Fix get_free_symbol_uses for several nodes (#160314)

get_free_symbol_uses is used to know what unbacked symbols are used by a given node. not having correct get_free_symbol_uses defined properly leads to : - eliminating of some nodes due to not detection of any users. (See the added unit test) - Incorrect topological sort. Fix get_free_symbol_uses , NopKernel , ConcarKernel, InputsKerenl, external kernel. for ComputedBuffer with NonOwningLayout its interesting case. when layout is NonOwningLayout we need to access the actual view op base layout and use detect symbols in it. Because when we codegen the ComputedBuffer we uses those symbols.
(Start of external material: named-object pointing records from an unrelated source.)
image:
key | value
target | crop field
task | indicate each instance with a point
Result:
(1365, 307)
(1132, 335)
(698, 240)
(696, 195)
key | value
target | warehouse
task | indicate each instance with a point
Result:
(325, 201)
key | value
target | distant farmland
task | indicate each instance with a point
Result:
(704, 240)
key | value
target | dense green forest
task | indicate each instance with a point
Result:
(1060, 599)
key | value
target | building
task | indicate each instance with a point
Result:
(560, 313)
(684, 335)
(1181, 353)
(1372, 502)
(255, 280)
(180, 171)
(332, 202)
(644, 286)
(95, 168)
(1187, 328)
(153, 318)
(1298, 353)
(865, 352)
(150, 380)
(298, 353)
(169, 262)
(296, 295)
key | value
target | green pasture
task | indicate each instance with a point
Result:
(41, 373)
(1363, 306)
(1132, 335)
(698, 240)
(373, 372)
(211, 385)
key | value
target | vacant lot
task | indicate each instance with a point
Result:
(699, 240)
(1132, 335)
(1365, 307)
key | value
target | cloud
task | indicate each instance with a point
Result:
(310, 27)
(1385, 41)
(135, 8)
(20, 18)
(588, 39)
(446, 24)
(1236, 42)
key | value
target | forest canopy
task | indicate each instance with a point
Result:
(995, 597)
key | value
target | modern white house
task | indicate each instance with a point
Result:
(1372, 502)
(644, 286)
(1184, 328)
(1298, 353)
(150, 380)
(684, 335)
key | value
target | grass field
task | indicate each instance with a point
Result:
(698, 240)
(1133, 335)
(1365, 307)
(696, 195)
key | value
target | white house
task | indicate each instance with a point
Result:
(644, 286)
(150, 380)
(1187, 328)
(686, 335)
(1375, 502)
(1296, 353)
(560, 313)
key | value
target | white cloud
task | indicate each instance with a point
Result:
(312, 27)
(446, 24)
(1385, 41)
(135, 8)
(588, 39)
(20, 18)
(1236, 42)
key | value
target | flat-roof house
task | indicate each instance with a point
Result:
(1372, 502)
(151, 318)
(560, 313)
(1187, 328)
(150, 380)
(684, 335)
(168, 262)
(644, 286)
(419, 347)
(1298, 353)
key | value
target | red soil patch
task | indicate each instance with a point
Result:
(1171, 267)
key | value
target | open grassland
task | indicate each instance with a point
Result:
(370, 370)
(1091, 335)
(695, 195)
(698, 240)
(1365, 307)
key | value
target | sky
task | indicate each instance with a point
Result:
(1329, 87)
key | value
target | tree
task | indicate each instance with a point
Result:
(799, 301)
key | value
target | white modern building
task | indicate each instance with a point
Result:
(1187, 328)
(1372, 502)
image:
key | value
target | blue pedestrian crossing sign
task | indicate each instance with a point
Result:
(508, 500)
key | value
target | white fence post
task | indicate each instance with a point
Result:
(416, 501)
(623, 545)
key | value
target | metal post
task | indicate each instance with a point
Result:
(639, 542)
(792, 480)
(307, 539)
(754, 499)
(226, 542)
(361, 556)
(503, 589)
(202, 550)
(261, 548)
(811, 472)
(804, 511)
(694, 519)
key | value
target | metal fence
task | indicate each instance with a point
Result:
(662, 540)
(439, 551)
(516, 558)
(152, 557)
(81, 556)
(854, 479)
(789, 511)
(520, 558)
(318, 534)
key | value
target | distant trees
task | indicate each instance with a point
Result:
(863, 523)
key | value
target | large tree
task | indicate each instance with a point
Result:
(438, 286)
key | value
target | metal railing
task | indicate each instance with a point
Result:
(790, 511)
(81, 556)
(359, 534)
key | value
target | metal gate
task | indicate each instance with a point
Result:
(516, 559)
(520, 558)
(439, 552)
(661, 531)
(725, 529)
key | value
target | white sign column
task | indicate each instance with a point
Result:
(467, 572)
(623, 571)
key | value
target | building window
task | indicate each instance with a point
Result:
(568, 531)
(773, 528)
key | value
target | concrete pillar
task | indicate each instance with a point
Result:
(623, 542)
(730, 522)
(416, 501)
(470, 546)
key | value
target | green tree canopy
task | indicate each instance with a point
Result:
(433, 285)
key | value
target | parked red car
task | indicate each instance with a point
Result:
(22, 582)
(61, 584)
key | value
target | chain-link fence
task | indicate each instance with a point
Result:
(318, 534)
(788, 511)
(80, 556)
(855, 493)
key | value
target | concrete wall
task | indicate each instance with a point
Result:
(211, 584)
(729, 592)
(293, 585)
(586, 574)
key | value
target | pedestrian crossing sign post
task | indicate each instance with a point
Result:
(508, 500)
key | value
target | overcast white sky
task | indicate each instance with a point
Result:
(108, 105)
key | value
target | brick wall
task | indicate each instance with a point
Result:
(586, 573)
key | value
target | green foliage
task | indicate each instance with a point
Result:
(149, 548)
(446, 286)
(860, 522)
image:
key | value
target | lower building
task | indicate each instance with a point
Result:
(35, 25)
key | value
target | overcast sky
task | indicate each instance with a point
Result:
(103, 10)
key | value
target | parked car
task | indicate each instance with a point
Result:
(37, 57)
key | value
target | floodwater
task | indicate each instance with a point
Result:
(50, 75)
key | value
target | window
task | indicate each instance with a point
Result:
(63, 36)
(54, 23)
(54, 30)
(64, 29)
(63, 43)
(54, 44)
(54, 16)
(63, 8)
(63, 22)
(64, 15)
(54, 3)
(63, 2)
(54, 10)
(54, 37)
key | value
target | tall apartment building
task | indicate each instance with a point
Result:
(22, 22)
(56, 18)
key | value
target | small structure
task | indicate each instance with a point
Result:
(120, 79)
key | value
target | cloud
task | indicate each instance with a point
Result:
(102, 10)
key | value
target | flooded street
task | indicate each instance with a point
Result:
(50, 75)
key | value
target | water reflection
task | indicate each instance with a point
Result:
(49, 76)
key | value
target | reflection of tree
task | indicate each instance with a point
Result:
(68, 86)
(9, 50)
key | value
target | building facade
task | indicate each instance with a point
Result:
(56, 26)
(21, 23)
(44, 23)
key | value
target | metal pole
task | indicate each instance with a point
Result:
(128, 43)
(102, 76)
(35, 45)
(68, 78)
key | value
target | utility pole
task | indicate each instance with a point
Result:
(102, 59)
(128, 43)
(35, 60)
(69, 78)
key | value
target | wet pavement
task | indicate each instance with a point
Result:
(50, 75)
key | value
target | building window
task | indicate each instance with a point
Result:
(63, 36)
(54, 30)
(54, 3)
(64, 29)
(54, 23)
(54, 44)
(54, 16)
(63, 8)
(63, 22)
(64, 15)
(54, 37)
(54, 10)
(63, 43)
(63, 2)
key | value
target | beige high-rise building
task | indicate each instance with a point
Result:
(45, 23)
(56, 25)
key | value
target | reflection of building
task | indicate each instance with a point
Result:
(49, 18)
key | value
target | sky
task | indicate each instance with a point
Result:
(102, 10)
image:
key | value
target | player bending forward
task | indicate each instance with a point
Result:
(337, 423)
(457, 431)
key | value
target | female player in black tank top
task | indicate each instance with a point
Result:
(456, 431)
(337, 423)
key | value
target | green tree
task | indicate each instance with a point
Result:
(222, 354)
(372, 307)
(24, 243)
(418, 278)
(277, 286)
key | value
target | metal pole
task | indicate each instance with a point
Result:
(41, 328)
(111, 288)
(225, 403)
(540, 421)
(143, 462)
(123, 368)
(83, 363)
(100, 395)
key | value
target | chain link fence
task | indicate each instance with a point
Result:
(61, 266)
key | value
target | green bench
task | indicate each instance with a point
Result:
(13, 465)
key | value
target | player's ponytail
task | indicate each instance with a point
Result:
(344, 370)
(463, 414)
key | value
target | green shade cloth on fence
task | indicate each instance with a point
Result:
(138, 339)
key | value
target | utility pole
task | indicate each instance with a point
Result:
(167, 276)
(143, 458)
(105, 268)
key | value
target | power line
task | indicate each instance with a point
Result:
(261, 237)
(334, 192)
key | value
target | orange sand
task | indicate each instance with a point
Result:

Pull Request resolved: https://github.com/pytorch/pytorch/pull/160314 Approved by: https://github.com/eellison
2025-10-20 21:14:14 +08:00 · 2025-08-13 00:19:28 -07:00
parent ecde76c764
commit 96bd33b2de
4 changed files with 110 additions and 38 deletions
--- a/benchmarks/dynamo/pr_time_benchmarks/expected_results.csv
+++ b/benchmarks/dynamo/pr_time_benchmarks/expected_results.csv
@ -74,15 +74,15 @@ aotdispatcher_training_subclass_cpu,compile_time_instruction_count,10650000000,0



-mm_loop_inductor_gpu,compile_time_instruction_count,4461000000,0.1
+mm_loop_inductor_gpu,compile_time_instruction_count,4495000000,0.1



-mm_loop_inductor_dynamic_gpu,compile_time_instruction_count,8417000000,0.1
+mm_loop_inductor_dynamic_gpu,compile_time_instruction_count,8462000000,0.1



-basic_NestedModule_eager,compile_time_instruction_count,9199000000,0.1
+basic_NestedModule_eager,compile_time_instruction_count,9554000000,0.1



--- a/test/test_dynamic_shapes.py
+++ b/test/test_dynamic_shapes.py
@ -3616,6 +3616,17 @@ def forward(self, arg0_1: "i64[2][1]cpu", arg1_1: "Sym(u2)", arg2_1: "Sym(u3)",
    def test_unbacked_select_index_cpp_wrapper(self):
        self.test_unbacked_select_index()

+    @torch._dynamo.config.patch("capture_scalar_outputs", True)
+    def test_unbacked_select2(self):
+        def f(idx, x):
+            x = x.select(0, idx.item())
+            return x @ x
+
+        x = torch.randn(3, 3, 3)
+        idx = torch.tensor(1, dtype=torch.int64)
+        out = torch.compile(f)(idx, x)
+        self.assertEqual(out, f(idx, x))
+

 instantiate_parametrized_tests(TestUnbacked)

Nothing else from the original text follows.